Il Teatro Comunale di Benevento ha ospitato il saggio di fine anno accademico 2025/2026 della scuola di danza “Pas Jolis” di Foglianise diretta da Marilena Mastrocinque. Una serata che ha portato in scena il lavoro di un anno attraverso linguaggi, età e discipline diverse, trasformando l’appuntamento conclusivo del percorso formativo in un racconto corale.
Circa ottanta allievi, dai bambini ai danzatori più grandi, si sono alternati sul palcoscenico in un programma articolato in tre momenti, pensati per valorizzare le diverse fasi della crescita artistica e le molteplici direzioni espressive della scuola.
“Pas Jolis” conferma così una proposta formativa costruita sull’equilibrio tra rigore tecnico, attenzione educativa e ricerca scenica. Accanto alla direttrice Marilena Mastrocinque operano Claudia Matarazzo, docente di danza classica, moderna e contemporanea; Giorgia Ferrari, responsabile del corso di hip hop e Benedetta Festa, docente di danza aerea, disciplina che negli ultimi anni ha ampliato il vocabolario artistico della scuola.
Ad aprire l’evento sono stati i più piccoli, protagonisti delle coreografie “La danza dei fiori” e “La favola oltre lo schermo”. Due quadri scenici che, accanto alla leggerezza dell’infanzia, hanno proposto una riflessione sul rapporto tra bambini, relazioni reali e mondo digitale. Al centro, il valore del gioco, dell’amicizia, della condivisione e della presenza, in una danza capace di farsi anche linguaggio educativo.
Il secondo momento ha dato spazio alla danza aerea e all’hip hop tra sospensioni, prese, dinamiche verticali e sequenze urbane. Due discipline diverse ma accomunate dalla capacità di portare in scena energia, controllo del corpo e nuove forme di espressione, confermando l’interesse degli allievi verso percorsi tecnici sempre più ampi.

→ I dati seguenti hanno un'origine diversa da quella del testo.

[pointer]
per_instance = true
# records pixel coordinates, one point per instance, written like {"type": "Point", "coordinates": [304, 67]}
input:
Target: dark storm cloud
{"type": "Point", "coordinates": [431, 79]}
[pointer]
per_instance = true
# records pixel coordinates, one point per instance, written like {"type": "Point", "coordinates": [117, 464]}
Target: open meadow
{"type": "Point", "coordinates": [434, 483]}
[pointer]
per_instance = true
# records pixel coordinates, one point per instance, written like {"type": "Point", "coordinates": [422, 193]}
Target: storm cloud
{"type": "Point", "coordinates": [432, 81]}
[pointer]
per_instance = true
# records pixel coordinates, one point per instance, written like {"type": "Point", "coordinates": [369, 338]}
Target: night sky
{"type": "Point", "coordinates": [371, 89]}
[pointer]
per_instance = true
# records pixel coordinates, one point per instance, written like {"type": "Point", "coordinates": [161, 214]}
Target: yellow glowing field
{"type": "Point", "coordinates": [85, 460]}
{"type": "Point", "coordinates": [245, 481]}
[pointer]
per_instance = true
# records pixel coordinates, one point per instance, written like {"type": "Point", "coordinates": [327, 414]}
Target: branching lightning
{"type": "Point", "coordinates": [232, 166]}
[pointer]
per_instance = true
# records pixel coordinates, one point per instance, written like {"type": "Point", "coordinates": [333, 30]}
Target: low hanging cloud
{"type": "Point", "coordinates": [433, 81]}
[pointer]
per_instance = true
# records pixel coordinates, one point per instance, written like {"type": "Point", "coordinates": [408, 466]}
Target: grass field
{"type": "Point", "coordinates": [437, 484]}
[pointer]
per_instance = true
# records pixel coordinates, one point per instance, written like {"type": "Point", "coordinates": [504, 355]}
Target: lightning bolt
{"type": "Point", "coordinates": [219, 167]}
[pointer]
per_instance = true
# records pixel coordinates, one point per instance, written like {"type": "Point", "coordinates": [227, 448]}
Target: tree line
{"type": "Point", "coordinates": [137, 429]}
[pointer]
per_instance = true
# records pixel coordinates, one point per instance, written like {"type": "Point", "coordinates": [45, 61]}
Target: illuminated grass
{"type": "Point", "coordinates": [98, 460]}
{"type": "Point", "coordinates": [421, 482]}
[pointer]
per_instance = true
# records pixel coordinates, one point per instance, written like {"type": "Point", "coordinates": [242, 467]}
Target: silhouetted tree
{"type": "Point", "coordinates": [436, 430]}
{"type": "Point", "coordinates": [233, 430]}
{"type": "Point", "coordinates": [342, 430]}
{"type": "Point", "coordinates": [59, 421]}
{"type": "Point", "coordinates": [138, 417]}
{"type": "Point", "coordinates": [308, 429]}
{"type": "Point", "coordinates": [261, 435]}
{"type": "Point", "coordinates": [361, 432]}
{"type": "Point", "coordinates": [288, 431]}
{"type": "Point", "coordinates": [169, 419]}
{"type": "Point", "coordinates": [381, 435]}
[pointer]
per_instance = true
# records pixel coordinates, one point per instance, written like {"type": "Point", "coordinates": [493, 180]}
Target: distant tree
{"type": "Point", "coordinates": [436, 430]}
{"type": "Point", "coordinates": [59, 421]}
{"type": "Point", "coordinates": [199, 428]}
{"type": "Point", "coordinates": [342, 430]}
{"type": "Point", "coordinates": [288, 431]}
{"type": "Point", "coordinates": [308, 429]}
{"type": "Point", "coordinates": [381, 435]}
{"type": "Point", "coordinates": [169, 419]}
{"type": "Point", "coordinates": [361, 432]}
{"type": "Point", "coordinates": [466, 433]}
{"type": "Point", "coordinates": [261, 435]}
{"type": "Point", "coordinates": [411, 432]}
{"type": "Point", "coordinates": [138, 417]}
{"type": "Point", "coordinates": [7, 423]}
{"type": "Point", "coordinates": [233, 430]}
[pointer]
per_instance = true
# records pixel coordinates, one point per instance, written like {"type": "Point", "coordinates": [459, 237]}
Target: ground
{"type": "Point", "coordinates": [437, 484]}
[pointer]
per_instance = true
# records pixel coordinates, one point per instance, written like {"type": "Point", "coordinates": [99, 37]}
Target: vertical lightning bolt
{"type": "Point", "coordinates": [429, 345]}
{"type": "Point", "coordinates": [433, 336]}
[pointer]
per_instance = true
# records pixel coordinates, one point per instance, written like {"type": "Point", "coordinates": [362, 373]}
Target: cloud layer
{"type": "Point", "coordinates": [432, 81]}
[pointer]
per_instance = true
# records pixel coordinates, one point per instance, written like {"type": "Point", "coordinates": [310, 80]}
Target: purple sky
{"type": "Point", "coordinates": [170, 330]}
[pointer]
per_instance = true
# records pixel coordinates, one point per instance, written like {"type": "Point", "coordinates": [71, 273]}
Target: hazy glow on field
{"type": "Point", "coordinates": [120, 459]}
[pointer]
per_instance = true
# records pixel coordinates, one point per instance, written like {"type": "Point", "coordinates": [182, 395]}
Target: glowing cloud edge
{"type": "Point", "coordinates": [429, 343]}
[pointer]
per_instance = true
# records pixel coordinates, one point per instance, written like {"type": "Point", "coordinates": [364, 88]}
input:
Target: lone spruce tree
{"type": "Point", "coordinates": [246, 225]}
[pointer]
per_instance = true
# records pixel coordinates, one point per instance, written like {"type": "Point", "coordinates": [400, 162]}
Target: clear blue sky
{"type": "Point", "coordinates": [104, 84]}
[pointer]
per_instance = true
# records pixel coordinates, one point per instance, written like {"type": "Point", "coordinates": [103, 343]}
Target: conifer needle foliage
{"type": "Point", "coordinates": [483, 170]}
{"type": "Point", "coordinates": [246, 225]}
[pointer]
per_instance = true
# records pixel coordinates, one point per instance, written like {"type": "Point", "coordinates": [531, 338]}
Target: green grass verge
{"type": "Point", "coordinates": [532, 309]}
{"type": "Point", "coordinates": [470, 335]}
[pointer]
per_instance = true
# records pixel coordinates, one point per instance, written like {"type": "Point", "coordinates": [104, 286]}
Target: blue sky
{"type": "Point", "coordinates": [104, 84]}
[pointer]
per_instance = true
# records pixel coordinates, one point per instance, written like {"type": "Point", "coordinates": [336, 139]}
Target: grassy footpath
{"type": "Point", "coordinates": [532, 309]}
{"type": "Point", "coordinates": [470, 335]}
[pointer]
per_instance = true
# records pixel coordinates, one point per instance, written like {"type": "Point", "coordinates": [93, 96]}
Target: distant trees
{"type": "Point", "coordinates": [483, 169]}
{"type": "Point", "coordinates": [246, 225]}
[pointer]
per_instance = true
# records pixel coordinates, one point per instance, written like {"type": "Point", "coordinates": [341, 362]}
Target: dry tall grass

La parte conclusiva è stata affidata agli allievi più grandi, accompagnati dal ballerino Benito Pastore, con il balletto “La città di Notre Dame”. Ispirato a un immaginario narrativo noto e potente, il lavoro ha attraversato temi come l’amore, l’esclusione, il coraggio e la speranza, costruendo un racconto teatrale in cui la danza è diventata gesto, atmosfera e narrazione.
Tra i momenti più significativi della serata anche il passo d’addio di Alessia Vallarin che ha salutato la scuola al termine del suo percorso formativo. Accompagnata dal ballerino professionista Vincenzo Napolitano, ha interpretato un raffinato pas de deux tratto da “Il Corsaro” offrendo al pubblico una pagina di particolare intensità scenica.
A dare ulteriore profondità allo spettacolo è stata la voce di Antonio Esposito che ha accompagnato alcuni passaggi della serata, mentre un contributo importante alla costruzione dell’impianto visivo è arrivato da Maja Dziurok impegnata nella scenografia.
Un ringraziamento particolare è stato rivolto anche a chi ha sostenuto il lavoro dietro le quinte: Antonietta Tommaselli, Teresa Mancini, Anna Zampelli e Annamaria Orlacchio. La direttrice ha voluto inoltre ricordare quanti, anche da casa, hanno contribuito alla buona riuscita dello spettacolo: Simona Vetrone, Sara Maio, Maria Vetrone, Giorgia Vetrone, Beatrice Mastrocinque e Carlo De Filippo.
Al termine della manifestazione, la direttrice Marilena Mastrocinque ha espresso gratitudine agli insegnanti, agli allievi, alle famiglie e a tutti coloro che hanno collaborato alla realizzazione dell’evento, sottolineando il valore di un percorso fatto di studio, disciplina, fiducia e continuità.
Il saggio di fine anno ha confermato il ruolo della scuola “Pas Jolis” come realtà artistica e formativa del territorio sannita, capace di avvicinare i giovani alla danza non soltanto come tecnica del corpo ma come educazione alla sensibilità, alla responsabilità e alla bellezza del lavoro condiviso.